Monday, 19 November 2012

Hutton, Essex

All Saints was locked with a keyholder listed but as it looked to me a Victorian church I moved on and apart from the brass and the screen I don't think I missed much.

ALL SAINTS. Rebuilt by G. E. Street in 1873. A small church and not one of Street’s masterpieces. Of the medieval church the nave arcades with quatrefoil piers, moulded capitals and arches of one wave and one hollow-chamfer mouldings survive - typical C14 work. The chancel arch, and the nave roof belong to the same date. The bell-turret is also medieval, but probably of the C15. It stands on six posts, the distance between the first being much wider than between the others. Tall braces from N and S and trellis strutting from W to E. - LECTERN etc., metalwork in the typical Street style. - PLATE. Cover of 1567; Paten on Foot probably of 1648. - BRASS. Knight and Lady of c. 1525.

All Saints (2)

HUTTON. It lies on the road from Brentwood to Billericay, but its delightful church is down a lane, by the limes in which the rooks have a village all their own. So thoroughly was the church restored last century that little remains of its medieval walls, but most of the wooden porch of the 14th century has been replaced on new dwarf walls.
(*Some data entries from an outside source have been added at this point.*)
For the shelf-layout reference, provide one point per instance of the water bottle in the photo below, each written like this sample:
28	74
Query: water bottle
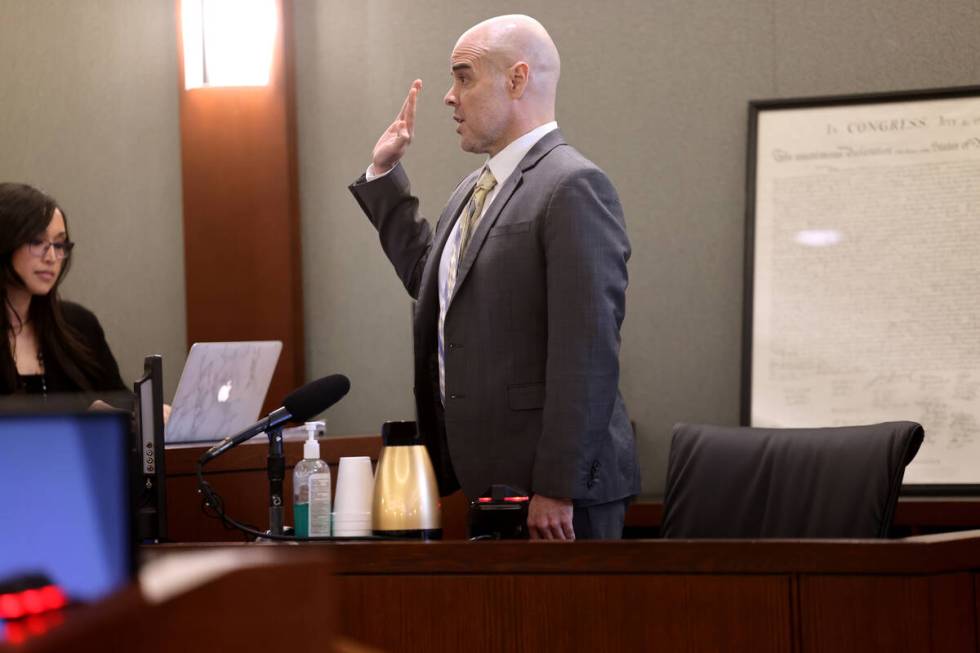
311	489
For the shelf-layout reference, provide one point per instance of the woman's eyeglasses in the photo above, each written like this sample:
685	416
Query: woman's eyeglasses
39	248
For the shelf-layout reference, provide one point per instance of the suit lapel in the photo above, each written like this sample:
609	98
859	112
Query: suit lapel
548	142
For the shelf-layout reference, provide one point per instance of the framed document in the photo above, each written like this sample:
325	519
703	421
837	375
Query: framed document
862	271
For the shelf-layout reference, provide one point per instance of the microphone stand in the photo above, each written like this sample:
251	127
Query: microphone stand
276	470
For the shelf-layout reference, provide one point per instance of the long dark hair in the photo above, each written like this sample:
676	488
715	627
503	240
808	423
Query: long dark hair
25	213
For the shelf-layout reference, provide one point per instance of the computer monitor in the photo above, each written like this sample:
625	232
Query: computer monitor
66	512
150	478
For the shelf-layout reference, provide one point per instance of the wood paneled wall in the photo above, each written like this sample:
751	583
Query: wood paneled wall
241	212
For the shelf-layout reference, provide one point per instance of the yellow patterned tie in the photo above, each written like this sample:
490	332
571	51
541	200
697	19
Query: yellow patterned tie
471	216
468	222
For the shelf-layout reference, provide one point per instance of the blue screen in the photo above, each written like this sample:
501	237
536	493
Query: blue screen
64	501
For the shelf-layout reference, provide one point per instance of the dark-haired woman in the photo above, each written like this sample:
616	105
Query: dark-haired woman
54	346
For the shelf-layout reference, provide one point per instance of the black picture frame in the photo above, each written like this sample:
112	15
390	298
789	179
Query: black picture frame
825	113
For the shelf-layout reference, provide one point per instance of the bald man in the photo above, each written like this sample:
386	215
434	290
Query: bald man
520	292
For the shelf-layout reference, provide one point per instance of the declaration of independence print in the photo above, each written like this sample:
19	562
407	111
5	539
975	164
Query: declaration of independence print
865	255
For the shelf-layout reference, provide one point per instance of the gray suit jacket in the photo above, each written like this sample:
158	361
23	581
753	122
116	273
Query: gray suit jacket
532	331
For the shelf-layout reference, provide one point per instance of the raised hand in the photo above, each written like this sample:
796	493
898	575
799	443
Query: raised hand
395	140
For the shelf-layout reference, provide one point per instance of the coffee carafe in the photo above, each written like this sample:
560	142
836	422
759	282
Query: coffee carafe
406	496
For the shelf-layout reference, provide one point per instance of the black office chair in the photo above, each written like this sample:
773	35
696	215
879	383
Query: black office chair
740	482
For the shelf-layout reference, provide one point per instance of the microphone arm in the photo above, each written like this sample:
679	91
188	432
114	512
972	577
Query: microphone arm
267	423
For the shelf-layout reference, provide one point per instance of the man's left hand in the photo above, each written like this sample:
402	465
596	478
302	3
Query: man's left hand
550	519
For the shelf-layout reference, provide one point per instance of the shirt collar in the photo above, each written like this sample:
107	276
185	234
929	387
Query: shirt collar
503	163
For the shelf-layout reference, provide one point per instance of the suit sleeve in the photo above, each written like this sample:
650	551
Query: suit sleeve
586	248
405	235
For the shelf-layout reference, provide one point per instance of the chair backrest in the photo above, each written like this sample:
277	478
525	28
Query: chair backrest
741	482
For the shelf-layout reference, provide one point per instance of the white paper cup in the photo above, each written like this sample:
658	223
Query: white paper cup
355	487
351	524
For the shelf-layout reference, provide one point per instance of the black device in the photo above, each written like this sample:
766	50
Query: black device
300	405
499	514
150	477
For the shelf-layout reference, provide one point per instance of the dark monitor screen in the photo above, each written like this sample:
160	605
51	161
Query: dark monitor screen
65	511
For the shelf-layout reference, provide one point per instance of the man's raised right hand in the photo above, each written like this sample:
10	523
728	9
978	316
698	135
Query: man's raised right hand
395	140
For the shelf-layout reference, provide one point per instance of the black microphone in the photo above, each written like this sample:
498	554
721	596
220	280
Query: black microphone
300	405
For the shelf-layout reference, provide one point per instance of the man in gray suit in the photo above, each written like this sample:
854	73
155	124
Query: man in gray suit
520	293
The beam over the outer arch is carved with trefoils, richly traceried heads make beautiful the four windows in the sides, and there is a bargeboard of great beauty. The roof of the nave is as old as Parliament, and is continued over the tiny aisles, resting on the original clustered columns. A brass of about 1525 shows an unknown man in armour with his wife and their 16 children. The church also has a splendid modern screen with oak statues of St George, Joan of Arc, Sir Thomas More, and Bishop Fisher. Another imposing piece of craftsmanship is the high font cover, with a relief of a woman clinging to a rock; it is a memorial to a Mrs Hamilton who perished in a wreck.